Under Egyptian law and the charges against him, the detention could be renewed indefinitely.
“Every 45 days, he faces a trial that renews his imprisonment for 45 more days... no judges... no real trial. As the new constitution sets no limit for this detention, he can get 45-day renewals with no trial,” AbdelHamid told University World News.
Kharaba is allowed one hour-long visit a week – which is an improvement on the 10-minute weekly visit he used to be accorded.
AbdelHamid informed AFD International and Alkarama of his father’s detention in an effort to secure justice.

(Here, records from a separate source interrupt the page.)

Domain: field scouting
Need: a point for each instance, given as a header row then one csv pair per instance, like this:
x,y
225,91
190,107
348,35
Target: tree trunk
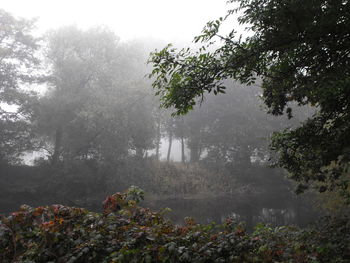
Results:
x,y
58,144
158,138
182,150
170,144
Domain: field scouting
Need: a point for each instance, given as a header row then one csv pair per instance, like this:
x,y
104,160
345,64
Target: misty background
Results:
x,y
85,123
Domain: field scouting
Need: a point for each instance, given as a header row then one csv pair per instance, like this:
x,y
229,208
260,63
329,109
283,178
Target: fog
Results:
x,y
88,123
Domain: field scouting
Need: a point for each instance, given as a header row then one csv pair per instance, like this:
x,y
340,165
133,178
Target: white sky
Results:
x,y
169,20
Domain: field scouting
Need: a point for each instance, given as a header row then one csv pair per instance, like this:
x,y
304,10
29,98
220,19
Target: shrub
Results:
x,y
128,233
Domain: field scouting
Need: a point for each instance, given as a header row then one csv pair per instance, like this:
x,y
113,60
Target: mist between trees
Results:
x,y
80,101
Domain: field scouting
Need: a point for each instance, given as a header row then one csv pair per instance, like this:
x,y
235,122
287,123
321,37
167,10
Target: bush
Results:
x,y
128,233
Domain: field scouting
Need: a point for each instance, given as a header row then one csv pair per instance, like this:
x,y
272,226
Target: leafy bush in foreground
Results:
x,y
128,233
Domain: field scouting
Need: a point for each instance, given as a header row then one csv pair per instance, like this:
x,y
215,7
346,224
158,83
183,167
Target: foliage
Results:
x,y
128,233
18,62
300,51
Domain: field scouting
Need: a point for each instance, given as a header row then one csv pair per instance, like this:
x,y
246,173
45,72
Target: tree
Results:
x,y
17,64
301,52
96,107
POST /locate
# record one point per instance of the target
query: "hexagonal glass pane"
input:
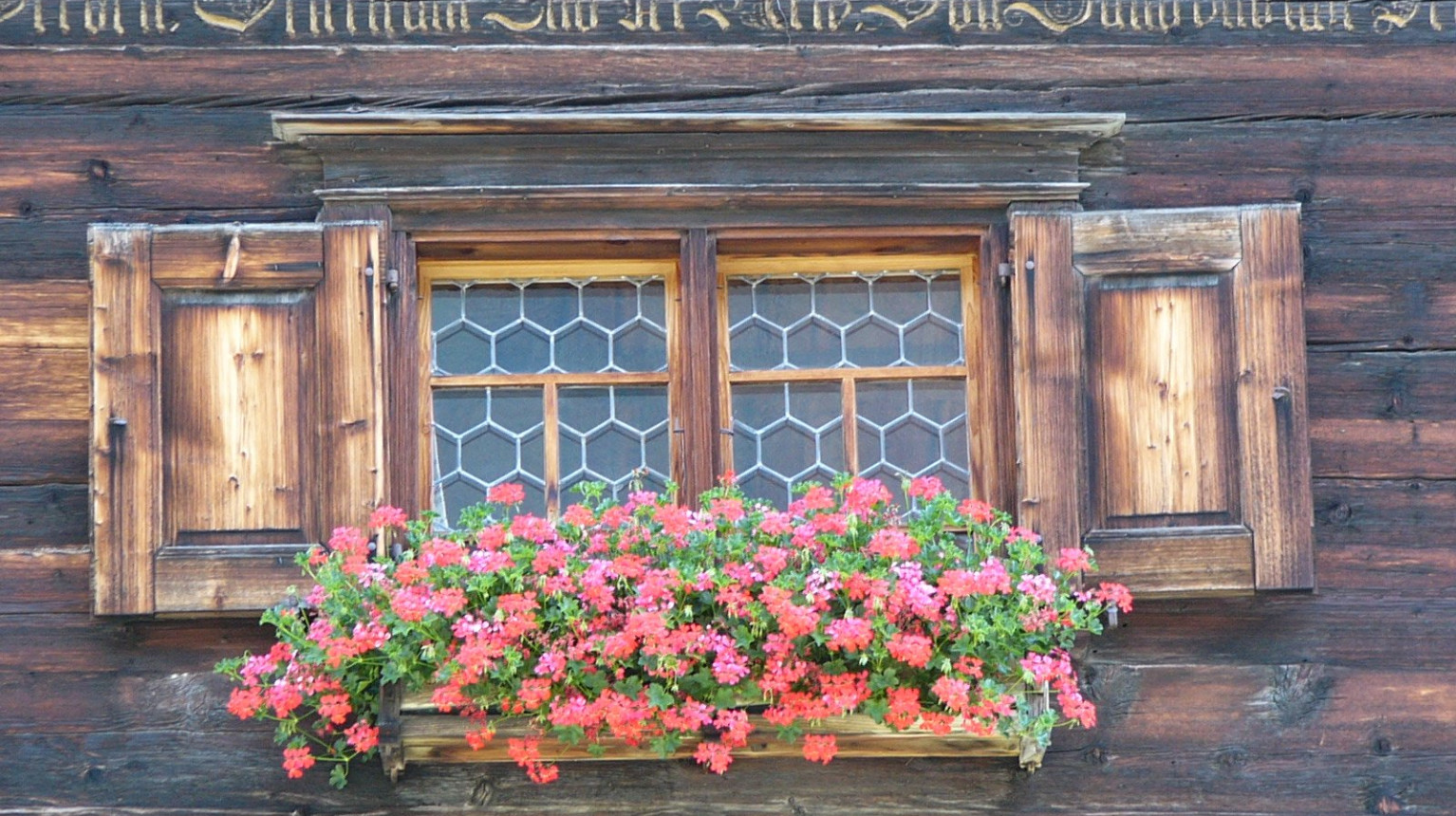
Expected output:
(521, 349)
(869, 311)
(913, 428)
(537, 326)
(842, 300)
(458, 411)
(641, 346)
(756, 345)
(814, 345)
(787, 434)
(616, 436)
(583, 348)
(900, 299)
(782, 302)
(934, 341)
(462, 349)
(872, 343)
(493, 306)
(485, 436)
(552, 306)
(610, 305)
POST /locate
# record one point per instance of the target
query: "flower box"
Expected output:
(415, 733)
(646, 622)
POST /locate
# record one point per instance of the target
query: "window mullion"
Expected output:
(551, 447)
(849, 423)
(697, 389)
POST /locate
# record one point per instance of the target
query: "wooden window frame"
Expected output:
(712, 177)
(700, 395)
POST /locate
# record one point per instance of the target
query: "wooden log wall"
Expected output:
(1324, 704)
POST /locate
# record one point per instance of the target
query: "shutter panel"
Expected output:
(236, 400)
(1159, 371)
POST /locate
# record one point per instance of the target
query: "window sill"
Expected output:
(415, 733)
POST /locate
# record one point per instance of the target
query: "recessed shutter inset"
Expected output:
(1159, 362)
(234, 376)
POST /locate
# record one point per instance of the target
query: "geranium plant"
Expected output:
(649, 621)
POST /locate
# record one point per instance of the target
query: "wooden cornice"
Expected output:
(693, 160)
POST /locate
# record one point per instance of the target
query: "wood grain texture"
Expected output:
(1153, 240)
(1205, 709)
(1156, 82)
(1161, 399)
(44, 515)
(349, 433)
(1207, 564)
(1382, 415)
(440, 737)
(127, 467)
(54, 381)
(46, 314)
(237, 377)
(237, 258)
(698, 448)
(1273, 403)
(1047, 374)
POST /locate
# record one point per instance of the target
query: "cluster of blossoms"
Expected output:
(648, 622)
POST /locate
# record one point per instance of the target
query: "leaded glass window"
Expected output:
(788, 361)
(842, 362)
(550, 380)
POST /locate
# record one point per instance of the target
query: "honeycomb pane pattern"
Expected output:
(618, 436)
(845, 321)
(912, 428)
(787, 434)
(485, 436)
(569, 326)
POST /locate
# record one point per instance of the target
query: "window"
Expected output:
(552, 364)
(562, 297)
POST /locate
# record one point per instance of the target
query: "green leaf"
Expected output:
(665, 745)
(659, 697)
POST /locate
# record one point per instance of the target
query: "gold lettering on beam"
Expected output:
(831, 13)
(709, 13)
(913, 12)
(1393, 15)
(510, 24)
(233, 15)
(981, 15)
(643, 16)
(1053, 15)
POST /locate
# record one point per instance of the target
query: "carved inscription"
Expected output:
(731, 19)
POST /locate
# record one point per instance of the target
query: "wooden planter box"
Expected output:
(412, 731)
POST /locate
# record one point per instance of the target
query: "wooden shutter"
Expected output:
(1159, 373)
(236, 408)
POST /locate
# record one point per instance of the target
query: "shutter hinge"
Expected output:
(1005, 270)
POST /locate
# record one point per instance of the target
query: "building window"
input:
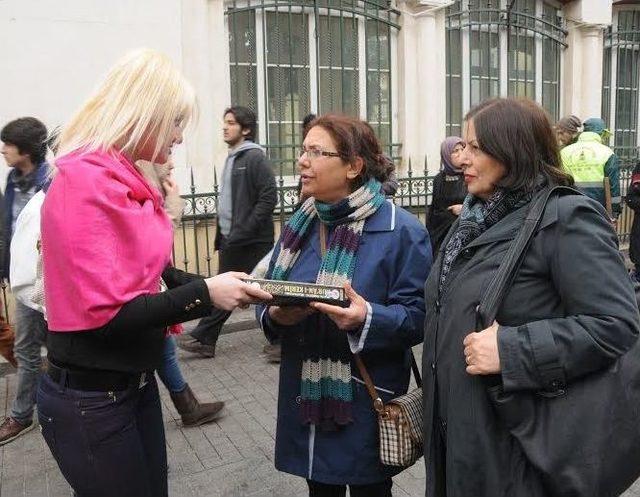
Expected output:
(496, 48)
(621, 71)
(290, 59)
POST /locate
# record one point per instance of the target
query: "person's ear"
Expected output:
(355, 168)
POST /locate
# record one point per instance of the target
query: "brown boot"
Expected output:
(192, 412)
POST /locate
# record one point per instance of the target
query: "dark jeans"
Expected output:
(106, 443)
(380, 489)
(242, 259)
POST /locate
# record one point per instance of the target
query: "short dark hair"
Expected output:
(246, 118)
(517, 133)
(29, 135)
(355, 138)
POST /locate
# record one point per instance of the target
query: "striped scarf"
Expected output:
(326, 390)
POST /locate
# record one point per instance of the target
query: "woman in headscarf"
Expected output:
(449, 191)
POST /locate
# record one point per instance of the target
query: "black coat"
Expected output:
(633, 201)
(447, 191)
(254, 196)
(572, 292)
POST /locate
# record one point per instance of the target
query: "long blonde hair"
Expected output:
(143, 97)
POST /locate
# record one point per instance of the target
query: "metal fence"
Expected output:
(193, 247)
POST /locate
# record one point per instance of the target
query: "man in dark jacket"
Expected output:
(245, 216)
(24, 148)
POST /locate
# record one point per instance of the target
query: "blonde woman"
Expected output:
(106, 241)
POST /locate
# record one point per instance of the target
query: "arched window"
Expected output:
(292, 58)
(502, 48)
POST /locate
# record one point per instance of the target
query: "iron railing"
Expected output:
(193, 247)
(621, 78)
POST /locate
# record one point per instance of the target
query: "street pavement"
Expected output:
(230, 458)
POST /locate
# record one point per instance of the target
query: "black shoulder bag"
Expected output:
(583, 437)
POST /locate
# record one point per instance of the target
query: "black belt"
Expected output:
(96, 380)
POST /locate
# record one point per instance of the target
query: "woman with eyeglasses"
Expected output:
(449, 191)
(344, 234)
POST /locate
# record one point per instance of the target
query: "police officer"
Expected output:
(590, 162)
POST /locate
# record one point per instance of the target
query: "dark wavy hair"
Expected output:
(518, 134)
(29, 135)
(246, 118)
(355, 138)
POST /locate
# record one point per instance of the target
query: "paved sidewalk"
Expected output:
(230, 458)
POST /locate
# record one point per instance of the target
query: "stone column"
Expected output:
(582, 81)
(205, 61)
(422, 83)
(582, 74)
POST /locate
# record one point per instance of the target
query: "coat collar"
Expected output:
(509, 227)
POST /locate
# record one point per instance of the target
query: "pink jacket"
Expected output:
(105, 239)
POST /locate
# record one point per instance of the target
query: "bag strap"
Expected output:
(504, 277)
(551, 372)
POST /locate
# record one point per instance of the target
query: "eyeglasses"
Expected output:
(314, 153)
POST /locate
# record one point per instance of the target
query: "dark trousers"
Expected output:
(106, 443)
(380, 489)
(242, 259)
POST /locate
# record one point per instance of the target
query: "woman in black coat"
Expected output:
(571, 305)
(633, 201)
(449, 191)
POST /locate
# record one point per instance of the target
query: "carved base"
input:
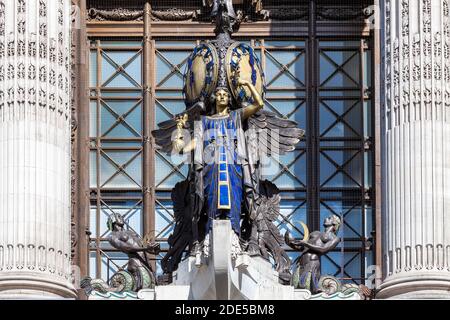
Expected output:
(424, 285)
(27, 285)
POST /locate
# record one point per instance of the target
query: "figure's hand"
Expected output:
(178, 144)
(243, 82)
(181, 121)
(154, 248)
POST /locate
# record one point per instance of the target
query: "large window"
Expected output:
(116, 170)
(321, 80)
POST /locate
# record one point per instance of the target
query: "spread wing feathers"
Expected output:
(163, 138)
(163, 135)
(275, 134)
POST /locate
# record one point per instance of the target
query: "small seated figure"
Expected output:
(139, 274)
(137, 250)
(307, 274)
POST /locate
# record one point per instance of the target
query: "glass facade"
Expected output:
(323, 83)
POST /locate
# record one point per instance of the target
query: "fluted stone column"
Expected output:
(35, 149)
(416, 149)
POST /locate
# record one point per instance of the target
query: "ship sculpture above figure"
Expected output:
(224, 134)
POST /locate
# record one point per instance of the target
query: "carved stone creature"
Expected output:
(269, 239)
(139, 273)
(307, 274)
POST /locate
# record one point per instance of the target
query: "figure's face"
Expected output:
(222, 99)
(327, 222)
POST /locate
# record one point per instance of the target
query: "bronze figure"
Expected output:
(307, 274)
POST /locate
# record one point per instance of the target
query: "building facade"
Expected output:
(84, 82)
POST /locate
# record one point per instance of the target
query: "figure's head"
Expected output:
(222, 98)
(115, 221)
(332, 221)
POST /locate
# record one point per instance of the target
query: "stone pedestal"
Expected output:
(224, 272)
(35, 123)
(416, 149)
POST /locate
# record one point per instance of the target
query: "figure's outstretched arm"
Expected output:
(126, 247)
(330, 245)
(179, 144)
(247, 112)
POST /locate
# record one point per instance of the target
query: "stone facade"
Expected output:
(35, 128)
(415, 151)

In October last year Alkarama and AFD International wrote to the United Nations Working Group on Arbitrary Detention, or WGAD, to alert them to Kharaba’s case.
Guinard said that while WGAD, which is a special procedure of the United Nations, has confirmed receipt of Alkarama’s appeal, UN experts would only issue a decision during the working group’s regular sessions, the next one being in April 2015.
Given the number of communications received by WGAD between each session, it is uncertain whether there will be an opinion on Kharaba's case in April or in July during the following sitting.
“We hope the group will denounce the arbitrary detention of Kharaba and call upon the Egyptian authorities to release him immediately,” said Guinard.
He added that Egyptian authorities should stop using legal and judicial processes to muzzle opponents and citizens calling for reforms and, to this end, should ensure independence of the judiciary.
Persecution of academics and students
There are no official figures for the number of academics arrested since the beginning of the revolution in 2011, said Guinard.
“What is known is that since July 2013 and the ousting of Mohamed Morsi by the army, hundreds if not thousands of students have been arrested during peaceful demonstrations on campuses.”
Guinard said that some academics had been released but many were still imprisoned without being charged.
“Students remain one of the strongest adversaries of the military-backed government and are the victims of violent repression by the authorities, who regularly violate their rights to freedom of speech and freedom of peaceful assembly,” he claimed.
Furthermore, many academics who allegedly support the Muslim Brotherhood had been removed from universities.
AbdelHamid, Kharaba’s son, said more than 215 academics were currently in detention in Egypt – but University World News could not verify the figure.
As the struggle to rescue those in detention continues, Guinard said all arbitrarily detained academics in Egypt should have their right to a fair trial respected and be released if the charges against them are fabricated.
The Egyptian authorities should guarantee the right to freedom of expression and to peaceful reunion, and stop harassing academics and students because of their political opposition, he said.